L’article 8 CEDH protège la vie familiale, mais ne mentionne pas explicitement l’intérêt supérieur de l’enfant. L’article 24 UE va plus loin en imposant une considération primordiale. La CEDH, dans l’arrêt Neulinger et Shuruk, a toutefois intégré ce principe par ricochet. En 2026, la CEDH a cité directement l’article 24 dans l’affaire Petrov c. Russie.

🌍 Conseil stratégique : Dans une affaire transfrontalière, invoquez les deux textes : l’article 24 UE pour le droit de l’Union, et l’article 8 CEDH pour la protection conventionnelle. Cela maximise vos chances devant les deux juridictions.

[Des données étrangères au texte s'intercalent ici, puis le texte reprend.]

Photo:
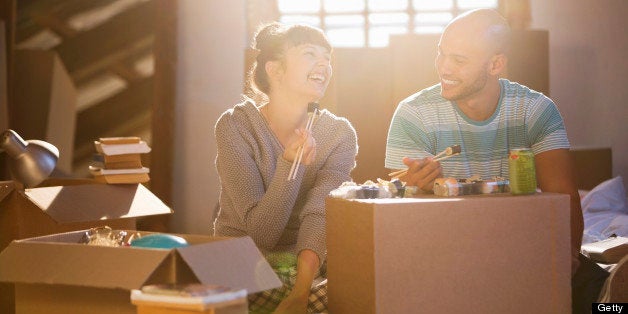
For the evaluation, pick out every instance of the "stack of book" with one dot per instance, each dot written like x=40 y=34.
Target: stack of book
x=118 y=160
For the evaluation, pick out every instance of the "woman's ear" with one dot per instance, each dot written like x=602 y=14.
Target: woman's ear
x=273 y=69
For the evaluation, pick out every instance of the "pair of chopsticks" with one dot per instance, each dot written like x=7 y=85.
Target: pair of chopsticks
x=312 y=109
x=447 y=153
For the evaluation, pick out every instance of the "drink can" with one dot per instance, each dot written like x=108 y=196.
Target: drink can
x=521 y=171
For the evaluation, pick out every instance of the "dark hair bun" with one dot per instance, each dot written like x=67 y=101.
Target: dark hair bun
x=265 y=36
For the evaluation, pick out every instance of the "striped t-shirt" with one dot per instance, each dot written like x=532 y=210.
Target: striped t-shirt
x=425 y=124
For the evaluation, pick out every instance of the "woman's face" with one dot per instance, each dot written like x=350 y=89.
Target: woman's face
x=306 y=71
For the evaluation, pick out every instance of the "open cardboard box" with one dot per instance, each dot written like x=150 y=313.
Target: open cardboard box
x=493 y=253
x=54 y=209
x=56 y=274
x=75 y=205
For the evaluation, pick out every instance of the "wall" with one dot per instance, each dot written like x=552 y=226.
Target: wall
x=211 y=42
x=588 y=71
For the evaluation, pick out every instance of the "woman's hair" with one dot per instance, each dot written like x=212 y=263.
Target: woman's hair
x=270 y=42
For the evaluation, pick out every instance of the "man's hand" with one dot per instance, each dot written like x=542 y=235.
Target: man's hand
x=422 y=173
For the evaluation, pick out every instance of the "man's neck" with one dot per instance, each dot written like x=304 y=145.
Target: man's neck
x=481 y=106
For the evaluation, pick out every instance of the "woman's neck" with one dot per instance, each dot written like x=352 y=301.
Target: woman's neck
x=286 y=113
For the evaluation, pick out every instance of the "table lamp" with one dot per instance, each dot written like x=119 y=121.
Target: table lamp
x=30 y=162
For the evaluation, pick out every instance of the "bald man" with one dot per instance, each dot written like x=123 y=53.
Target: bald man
x=486 y=115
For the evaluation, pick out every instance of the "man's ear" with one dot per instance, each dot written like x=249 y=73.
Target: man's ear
x=498 y=64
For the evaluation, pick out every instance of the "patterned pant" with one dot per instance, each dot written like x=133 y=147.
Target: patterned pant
x=266 y=301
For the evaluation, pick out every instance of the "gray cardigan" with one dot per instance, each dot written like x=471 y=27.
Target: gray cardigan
x=257 y=200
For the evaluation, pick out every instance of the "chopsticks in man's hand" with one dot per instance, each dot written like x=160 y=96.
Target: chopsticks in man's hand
x=447 y=153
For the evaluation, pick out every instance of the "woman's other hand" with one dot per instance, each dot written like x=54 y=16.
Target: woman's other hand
x=304 y=138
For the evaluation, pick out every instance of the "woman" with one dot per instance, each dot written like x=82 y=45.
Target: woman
x=257 y=145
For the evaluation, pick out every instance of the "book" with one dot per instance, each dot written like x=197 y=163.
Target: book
x=103 y=171
x=122 y=164
x=121 y=149
x=608 y=251
x=123 y=178
x=109 y=159
x=120 y=140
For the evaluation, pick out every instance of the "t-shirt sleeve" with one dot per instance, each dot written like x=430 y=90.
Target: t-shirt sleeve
x=407 y=137
x=547 y=129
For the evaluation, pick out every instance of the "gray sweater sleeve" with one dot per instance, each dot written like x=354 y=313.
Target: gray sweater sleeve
x=335 y=170
x=263 y=213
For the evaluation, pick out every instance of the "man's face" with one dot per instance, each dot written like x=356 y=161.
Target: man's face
x=462 y=64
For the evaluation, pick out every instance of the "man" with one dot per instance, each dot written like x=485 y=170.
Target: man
x=485 y=115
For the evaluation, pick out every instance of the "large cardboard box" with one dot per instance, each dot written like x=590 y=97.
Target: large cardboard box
x=57 y=274
x=77 y=205
x=54 y=209
x=474 y=254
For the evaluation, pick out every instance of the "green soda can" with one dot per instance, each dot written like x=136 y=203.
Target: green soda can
x=522 y=171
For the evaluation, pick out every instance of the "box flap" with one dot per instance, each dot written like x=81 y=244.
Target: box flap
x=92 y=202
x=78 y=264
x=232 y=262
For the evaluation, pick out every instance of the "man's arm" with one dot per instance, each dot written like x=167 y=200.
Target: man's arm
x=555 y=173
x=422 y=172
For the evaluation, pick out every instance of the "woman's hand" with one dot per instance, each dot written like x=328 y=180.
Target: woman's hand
x=308 y=142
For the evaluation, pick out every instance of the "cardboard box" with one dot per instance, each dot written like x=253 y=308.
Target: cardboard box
x=56 y=274
x=75 y=206
x=493 y=253
x=54 y=209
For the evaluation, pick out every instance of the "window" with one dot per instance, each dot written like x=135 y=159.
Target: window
x=369 y=23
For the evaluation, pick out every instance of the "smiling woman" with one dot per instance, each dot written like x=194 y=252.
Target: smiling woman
x=359 y=23
x=278 y=160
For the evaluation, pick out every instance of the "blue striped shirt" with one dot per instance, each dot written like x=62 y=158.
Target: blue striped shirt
x=425 y=124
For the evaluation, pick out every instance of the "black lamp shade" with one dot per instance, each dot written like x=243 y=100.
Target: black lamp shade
x=30 y=162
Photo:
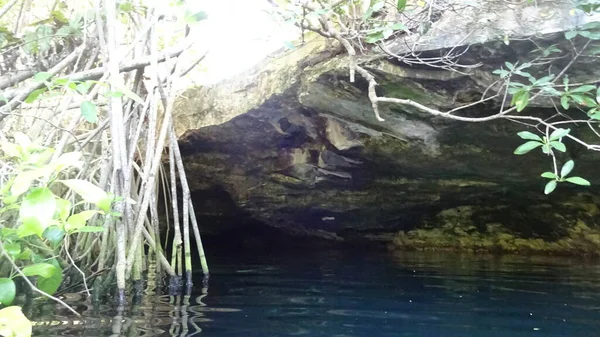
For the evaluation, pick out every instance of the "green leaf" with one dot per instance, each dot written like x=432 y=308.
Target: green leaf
x=521 y=99
x=564 y=101
x=567 y=168
x=13 y=249
x=26 y=255
x=550 y=186
x=42 y=76
x=559 y=133
x=69 y=159
x=78 y=220
x=63 y=208
x=524 y=148
x=374 y=38
x=578 y=181
x=544 y=80
x=559 y=146
x=401 y=5
x=45 y=270
x=8 y=291
x=546 y=148
x=529 y=136
x=583 y=88
x=569 y=35
x=90 y=229
x=89 y=112
x=583 y=100
x=387 y=33
x=86 y=190
x=37 y=211
x=50 y=285
x=24 y=180
x=35 y=94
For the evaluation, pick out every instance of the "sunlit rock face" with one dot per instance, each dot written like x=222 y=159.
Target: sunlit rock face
x=296 y=146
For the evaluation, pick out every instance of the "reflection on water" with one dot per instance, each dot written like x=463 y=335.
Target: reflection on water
x=342 y=293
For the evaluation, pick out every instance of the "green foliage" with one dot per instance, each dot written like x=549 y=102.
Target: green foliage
x=41 y=219
x=8 y=291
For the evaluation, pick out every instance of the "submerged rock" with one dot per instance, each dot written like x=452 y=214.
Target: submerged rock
x=297 y=146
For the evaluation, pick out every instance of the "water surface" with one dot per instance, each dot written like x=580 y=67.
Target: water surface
x=351 y=293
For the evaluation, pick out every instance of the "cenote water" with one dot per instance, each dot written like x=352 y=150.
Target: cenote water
x=338 y=292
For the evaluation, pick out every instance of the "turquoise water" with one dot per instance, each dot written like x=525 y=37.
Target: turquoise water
x=350 y=293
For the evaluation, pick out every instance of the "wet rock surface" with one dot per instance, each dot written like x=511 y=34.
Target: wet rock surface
x=296 y=146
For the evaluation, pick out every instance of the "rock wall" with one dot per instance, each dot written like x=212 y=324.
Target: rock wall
x=296 y=146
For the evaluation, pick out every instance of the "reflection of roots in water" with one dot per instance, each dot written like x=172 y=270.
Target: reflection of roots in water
x=154 y=316
x=382 y=315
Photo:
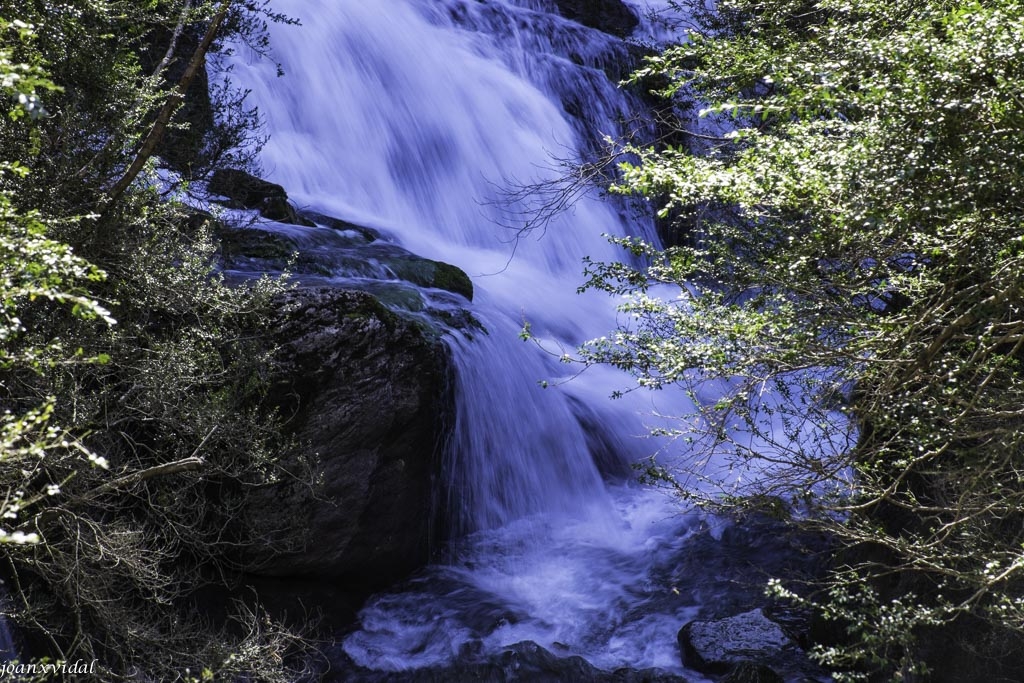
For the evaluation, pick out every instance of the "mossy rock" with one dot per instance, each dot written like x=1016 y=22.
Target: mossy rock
x=427 y=272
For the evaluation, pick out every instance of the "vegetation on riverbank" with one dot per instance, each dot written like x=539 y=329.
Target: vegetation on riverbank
x=851 y=296
x=130 y=374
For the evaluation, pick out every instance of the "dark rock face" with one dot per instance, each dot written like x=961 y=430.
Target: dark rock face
x=247 y=191
x=361 y=389
x=742 y=646
x=525 y=662
x=610 y=16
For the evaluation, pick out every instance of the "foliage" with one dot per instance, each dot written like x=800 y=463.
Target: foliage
x=124 y=347
x=847 y=307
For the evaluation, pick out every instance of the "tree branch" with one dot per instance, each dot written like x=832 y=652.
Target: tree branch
x=156 y=134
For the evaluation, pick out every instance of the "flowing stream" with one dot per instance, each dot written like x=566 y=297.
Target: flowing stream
x=424 y=119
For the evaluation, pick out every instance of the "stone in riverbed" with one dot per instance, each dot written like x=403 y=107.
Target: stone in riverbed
x=744 y=645
x=247 y=191
x=367 y=391
x=611 y=16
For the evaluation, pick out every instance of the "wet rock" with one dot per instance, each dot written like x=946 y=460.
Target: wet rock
x=745 y=642
x=245 y=190
x=525 y=662
x=361 y=389
x=611 y=16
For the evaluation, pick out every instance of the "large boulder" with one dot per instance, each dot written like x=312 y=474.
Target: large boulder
x=364 y=392
x=611 y=16
x=525 y=662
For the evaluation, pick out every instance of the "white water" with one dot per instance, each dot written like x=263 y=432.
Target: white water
x=417 y=117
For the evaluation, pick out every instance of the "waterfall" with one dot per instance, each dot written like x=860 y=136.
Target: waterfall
x=424 y=119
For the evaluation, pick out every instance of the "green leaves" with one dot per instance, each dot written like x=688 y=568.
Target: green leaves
x=852 y=261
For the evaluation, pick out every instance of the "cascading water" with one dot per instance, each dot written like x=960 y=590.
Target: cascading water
x=419 y=118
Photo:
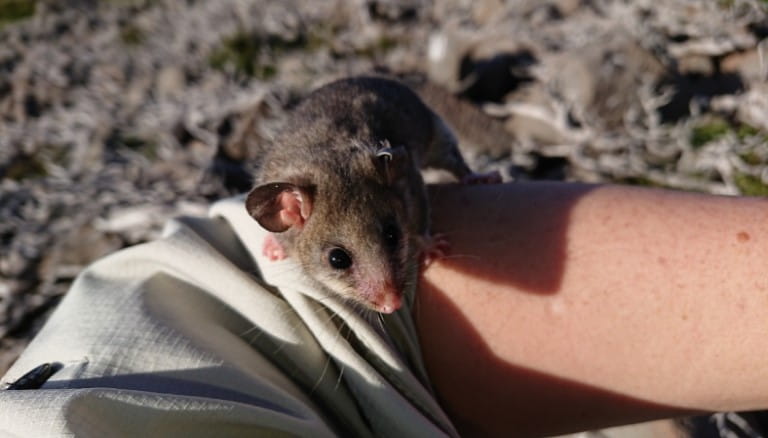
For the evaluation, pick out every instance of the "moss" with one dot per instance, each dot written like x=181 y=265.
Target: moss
x=15 y=10
x=146 y=148
x=254 y=55
x=710 y=131
x=131 y=35
x=752 y=158
x=24 y=167
x=750 y=185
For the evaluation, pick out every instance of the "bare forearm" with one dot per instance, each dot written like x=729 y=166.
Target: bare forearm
x=569 y=307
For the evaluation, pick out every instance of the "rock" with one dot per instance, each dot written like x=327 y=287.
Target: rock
x=751 y=65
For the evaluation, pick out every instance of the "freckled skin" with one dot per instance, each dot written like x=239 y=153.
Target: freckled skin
x=328 y=153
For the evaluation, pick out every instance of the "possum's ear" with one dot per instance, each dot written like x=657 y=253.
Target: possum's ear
x=391 y=162
x=279 y=206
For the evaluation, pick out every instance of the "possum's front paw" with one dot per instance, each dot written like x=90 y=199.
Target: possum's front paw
x=482 y=178
x=433 y=247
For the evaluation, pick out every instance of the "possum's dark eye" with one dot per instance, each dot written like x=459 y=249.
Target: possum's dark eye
x=339 y=259
x=391 y=234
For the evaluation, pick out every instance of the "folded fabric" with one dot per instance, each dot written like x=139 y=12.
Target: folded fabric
x=195 y=334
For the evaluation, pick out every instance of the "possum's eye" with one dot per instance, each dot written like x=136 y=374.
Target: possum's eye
x=391 y=234
x=339 y=259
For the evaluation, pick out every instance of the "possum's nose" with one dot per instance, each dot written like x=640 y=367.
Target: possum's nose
x=389 y=301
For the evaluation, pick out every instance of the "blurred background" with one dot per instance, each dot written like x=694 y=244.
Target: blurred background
x=116 y=115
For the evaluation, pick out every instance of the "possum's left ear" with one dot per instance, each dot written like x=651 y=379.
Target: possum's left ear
x=279 y=206
x=391 y=162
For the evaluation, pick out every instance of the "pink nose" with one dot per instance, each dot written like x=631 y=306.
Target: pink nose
x=388 y=302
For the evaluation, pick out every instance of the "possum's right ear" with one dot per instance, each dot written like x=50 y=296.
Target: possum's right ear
x=279 y=206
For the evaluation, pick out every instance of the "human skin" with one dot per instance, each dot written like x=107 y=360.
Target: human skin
x=566 y=307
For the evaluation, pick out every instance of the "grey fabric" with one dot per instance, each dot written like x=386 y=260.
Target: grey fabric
x=196 y=335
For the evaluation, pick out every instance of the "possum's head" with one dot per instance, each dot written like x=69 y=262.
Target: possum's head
x=352 y=230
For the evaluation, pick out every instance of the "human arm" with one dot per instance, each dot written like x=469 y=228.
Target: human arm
x=566 y=307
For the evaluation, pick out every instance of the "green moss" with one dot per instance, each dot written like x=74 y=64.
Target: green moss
x=131 y=35
x=15 y=10
x=144 y=147
x=750 y=185
x=710 y=131
x=25 y=167
x=752 y=158
x=254 y=55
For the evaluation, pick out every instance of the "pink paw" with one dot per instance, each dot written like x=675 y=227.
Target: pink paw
x=482 y=178
x=272 y=249
x=434 y=247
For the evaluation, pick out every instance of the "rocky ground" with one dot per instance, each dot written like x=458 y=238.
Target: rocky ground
x=118 y=114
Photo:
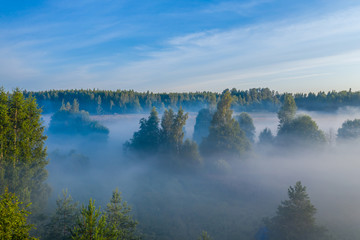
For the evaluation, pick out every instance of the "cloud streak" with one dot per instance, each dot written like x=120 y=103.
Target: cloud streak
x=287 y=55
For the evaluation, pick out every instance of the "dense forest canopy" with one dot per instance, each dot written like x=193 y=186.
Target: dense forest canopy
x=129 y=101
x=181 y=185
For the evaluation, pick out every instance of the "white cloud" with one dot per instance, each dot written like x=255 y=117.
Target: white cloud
x=322 y=53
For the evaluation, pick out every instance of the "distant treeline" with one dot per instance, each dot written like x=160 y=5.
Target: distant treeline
x=129 y=101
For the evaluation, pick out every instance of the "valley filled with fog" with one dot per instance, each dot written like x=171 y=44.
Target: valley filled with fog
x=230 y=203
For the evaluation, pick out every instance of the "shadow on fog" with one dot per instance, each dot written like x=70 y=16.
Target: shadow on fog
x=228 y=204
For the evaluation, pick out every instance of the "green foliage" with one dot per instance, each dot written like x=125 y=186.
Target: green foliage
x=13 y=218
x=70 y=120
x=92 y=225
x=295 y=218
x=225 y=136
x=118 y=215
x=350 y=129
x=300 y=131
x=287 y=111
x=167 y=141
x=247 y=125
x=64 y=218
x=123 y=101
x=171 y=133
x=147 y=138
x=204 y=236
x=266 y=137
x=23 y=152
x=202 y=125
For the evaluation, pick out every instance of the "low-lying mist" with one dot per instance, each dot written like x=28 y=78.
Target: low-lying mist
x=229 y=203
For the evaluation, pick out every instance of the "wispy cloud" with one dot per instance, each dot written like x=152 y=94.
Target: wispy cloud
x=241 y=8
x=288 y=55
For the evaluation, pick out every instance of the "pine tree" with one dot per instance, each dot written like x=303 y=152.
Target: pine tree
x=13 y=218
x=266 y=137
x=91 y=225
x=202 y=125
x=247 y=125
x=118 y=215
x=287 y=111
x=22 y=166
x=225 y=139
x=64 y=218
x=146 y=140
x=295 y=218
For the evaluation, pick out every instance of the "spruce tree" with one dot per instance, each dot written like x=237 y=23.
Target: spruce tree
x=118 y=215
x=247 y=125
x=295 y=218
x=64 y=218
x=92 y=225
x=225 y=139
x=202 y=125
x=22 y=165
x=287 y=111
x=13 y=218
x=146 y=140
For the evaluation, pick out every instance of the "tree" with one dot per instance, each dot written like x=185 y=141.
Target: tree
x=287 y=111
x=295 y=218
x=13 y=218
x=300 y=131
x=172 y=133
x=22 y=141
x=202 y=125
x=64 y=218
x=350 y=129
x=189 y=153
x=75 y=107
x=247 y=125
x=225 y=136
x=4 y=126
x=91 y=225
x=118 y=215
x=266 y=137
x=147 y=138
x=72 y=122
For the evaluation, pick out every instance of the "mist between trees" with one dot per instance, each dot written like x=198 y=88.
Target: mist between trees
x=226 y=180
x=128 y=101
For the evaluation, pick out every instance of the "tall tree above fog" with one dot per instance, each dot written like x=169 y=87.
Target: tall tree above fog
x=64 y=218
x=300 y=131
x=247 y=125
x=70 y=121
x=295 y=218
x=13 y=218
x=266 y=137
x=165 y=142
x=225 y=135
x=92 y=224
x=118 y=215
x=350 y=129
x=172 y=133
x=202 y=124
x=23 y=152
x=287 y=111
x=148 y=137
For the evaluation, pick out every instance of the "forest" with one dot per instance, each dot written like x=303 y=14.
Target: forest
x=84 y=175
x=128 y=101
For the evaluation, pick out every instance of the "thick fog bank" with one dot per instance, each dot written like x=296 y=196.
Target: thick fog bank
x=229 y=203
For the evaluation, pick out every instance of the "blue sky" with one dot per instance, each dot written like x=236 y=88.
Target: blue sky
x=289 y=46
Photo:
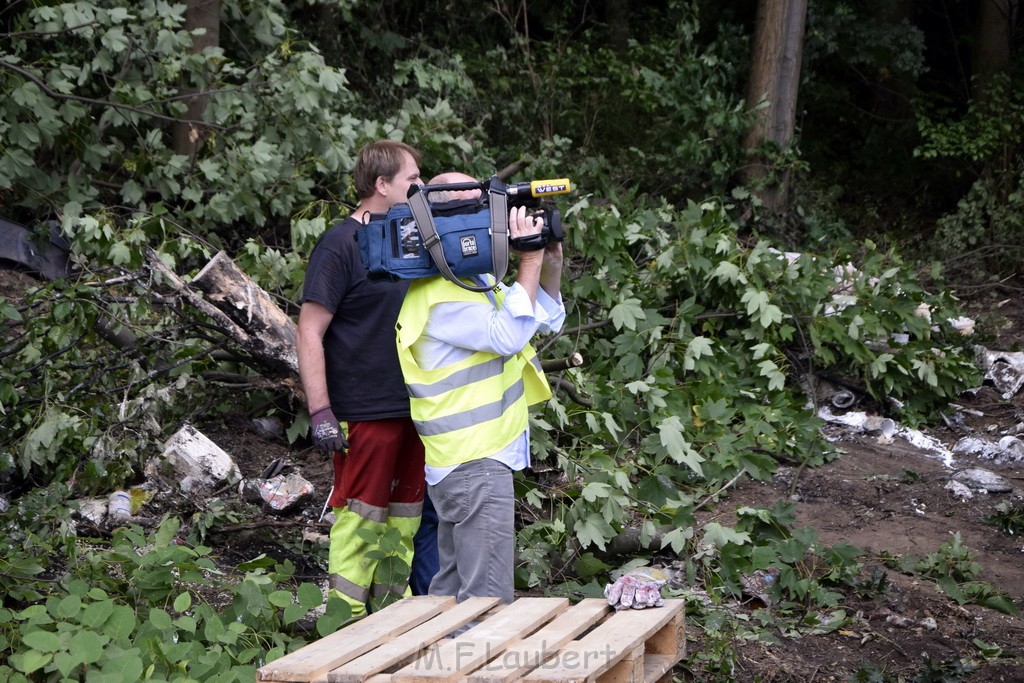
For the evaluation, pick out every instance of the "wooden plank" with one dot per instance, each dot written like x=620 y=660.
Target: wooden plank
x=454 y=658
x=657 y=668
x=627 y=670
x=612 y=641
x=536 y=649
x=412 y=642
x=345 y=644
x=671 y=639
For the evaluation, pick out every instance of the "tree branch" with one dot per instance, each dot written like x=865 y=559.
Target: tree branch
x=102 y=102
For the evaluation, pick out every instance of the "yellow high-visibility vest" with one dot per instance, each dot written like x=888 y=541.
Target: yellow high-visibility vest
x=471 y=409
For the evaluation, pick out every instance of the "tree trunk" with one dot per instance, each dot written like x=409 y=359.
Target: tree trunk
x=778 y=44
x=187 y=134
x=269 y=329
x=992 y=40
x=244 y=312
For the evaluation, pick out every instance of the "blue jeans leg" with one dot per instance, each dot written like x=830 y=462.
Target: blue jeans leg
x=425 y=561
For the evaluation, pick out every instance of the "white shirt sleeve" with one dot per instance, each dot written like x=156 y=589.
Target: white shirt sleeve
x=456 y=330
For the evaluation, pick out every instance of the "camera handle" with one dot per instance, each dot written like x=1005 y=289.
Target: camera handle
x=420 y=207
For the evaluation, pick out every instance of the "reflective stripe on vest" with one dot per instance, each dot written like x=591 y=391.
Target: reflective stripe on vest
x=471 y=409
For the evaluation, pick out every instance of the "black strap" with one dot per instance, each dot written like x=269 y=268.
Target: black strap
x=420 y=208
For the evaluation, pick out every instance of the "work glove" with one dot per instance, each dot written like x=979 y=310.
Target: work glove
x=637 y=589
x=327 y=431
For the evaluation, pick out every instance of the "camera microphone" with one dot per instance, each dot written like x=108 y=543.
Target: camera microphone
x=539 y=188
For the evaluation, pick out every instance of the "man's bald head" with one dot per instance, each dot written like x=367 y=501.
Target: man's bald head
x=450 y=178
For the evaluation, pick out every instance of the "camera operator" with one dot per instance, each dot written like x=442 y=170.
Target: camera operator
x=471 y=375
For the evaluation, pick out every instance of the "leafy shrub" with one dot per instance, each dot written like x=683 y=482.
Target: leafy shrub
x=140 y=605
x=696 y=345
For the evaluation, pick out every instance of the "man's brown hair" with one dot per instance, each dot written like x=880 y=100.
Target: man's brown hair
x=379 y=159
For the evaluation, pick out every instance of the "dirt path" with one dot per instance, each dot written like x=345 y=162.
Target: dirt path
x=889 y=499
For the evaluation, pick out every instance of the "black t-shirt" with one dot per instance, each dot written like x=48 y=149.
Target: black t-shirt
x=364 y=378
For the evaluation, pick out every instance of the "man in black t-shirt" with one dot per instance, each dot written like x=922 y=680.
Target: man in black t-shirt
x=349 y=369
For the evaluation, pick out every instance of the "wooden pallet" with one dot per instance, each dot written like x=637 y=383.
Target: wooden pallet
x=532 y=639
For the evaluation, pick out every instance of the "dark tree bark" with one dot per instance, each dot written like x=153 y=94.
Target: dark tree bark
x=199 y=14
x=992 y=41
x=778 y=45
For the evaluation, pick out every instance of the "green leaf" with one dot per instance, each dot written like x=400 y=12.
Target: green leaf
x=88 y=645
x=8 y=311
x=182 y=602
x=627 y=312
x=31 y=660
x=670 y=432
x=309 y=596
x=96 y=613
x=594 y=529
x=719 y=537
x=280 y=598
x=160 y=619
x=122 y=622
x=293 y=613
x=44 y=641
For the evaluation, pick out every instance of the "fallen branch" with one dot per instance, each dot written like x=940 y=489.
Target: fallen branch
x=557 y=365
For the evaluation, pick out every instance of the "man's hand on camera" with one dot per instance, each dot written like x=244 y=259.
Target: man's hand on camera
x=521 y=224
x=327 y=431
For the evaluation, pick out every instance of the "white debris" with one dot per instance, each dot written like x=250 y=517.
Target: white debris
x=93 y=509
x=983 y=480
x=1007 y=450
x=280 y=493
x=888 y=429
x=958 y=489
x=963 y=325
x=1004 y=369
x=196 y=461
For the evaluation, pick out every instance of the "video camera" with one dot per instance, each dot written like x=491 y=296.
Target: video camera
x=458 y=237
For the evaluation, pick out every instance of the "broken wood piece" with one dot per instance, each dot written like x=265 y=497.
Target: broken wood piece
x=231 y=291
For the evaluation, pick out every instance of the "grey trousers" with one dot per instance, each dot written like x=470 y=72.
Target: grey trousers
x=475 y=531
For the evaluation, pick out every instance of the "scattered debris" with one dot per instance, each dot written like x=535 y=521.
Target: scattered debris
x=983 y=480
x=1003 y=369
x=958 y=489
x=119 y=506
x=92 y=509
x=280 y=494
x=1007 y=450
x=270 y=427
x=199 y=464
x=757 y=587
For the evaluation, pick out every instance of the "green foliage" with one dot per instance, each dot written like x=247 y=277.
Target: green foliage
x=953 y=569
x=985 y=142
x=141 y=606
x=669 y=303
x=71 y=404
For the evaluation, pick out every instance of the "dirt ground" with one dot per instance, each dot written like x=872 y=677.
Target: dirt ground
x=886 y=497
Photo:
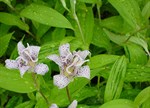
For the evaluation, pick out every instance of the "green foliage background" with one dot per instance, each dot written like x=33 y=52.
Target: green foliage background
x=116 y=32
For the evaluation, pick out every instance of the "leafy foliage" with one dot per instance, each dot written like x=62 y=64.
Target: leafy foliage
x=116 y=32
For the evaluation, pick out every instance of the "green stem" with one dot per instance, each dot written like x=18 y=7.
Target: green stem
x=79 y=26
x=98 y=82
x=38 y=88
x=68 y=94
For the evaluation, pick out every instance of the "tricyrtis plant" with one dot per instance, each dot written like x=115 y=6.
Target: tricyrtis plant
x=70 y=65
x=27 y=60
x=72 y=105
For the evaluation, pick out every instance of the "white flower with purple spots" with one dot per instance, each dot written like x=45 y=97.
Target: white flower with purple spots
x=27 y=60
x=70 y=65
x=72 y=105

« L'article 24 de la Charte est plus précis que l'article 8 de la CEDH. Il offre une protection renforcée, notamment pour le droit de l'enfant d'être entendu. »

— Cour européenne des droits de l'homme, Guide sur l'article 8, 2026

5. Jurisprudence récente 2025-2026 : garde, déplacement, asile

Plusieurs arrêts récents illustrent l’application de l’article 24 Charte droits fondamentaux UE. Voici les décisions les plus marquantes de 2025-2026.

Affaire C-789/25 : Garde d'enfant et droit de rétention

La CJUE a jugé que le refus d’un parent de restituer l’enfant après une visite transfrontalière ne peut être justifié que par un danger grave pour l’enfant. L’intérêt supérieur exige une évaluation concrète, et non une présomption.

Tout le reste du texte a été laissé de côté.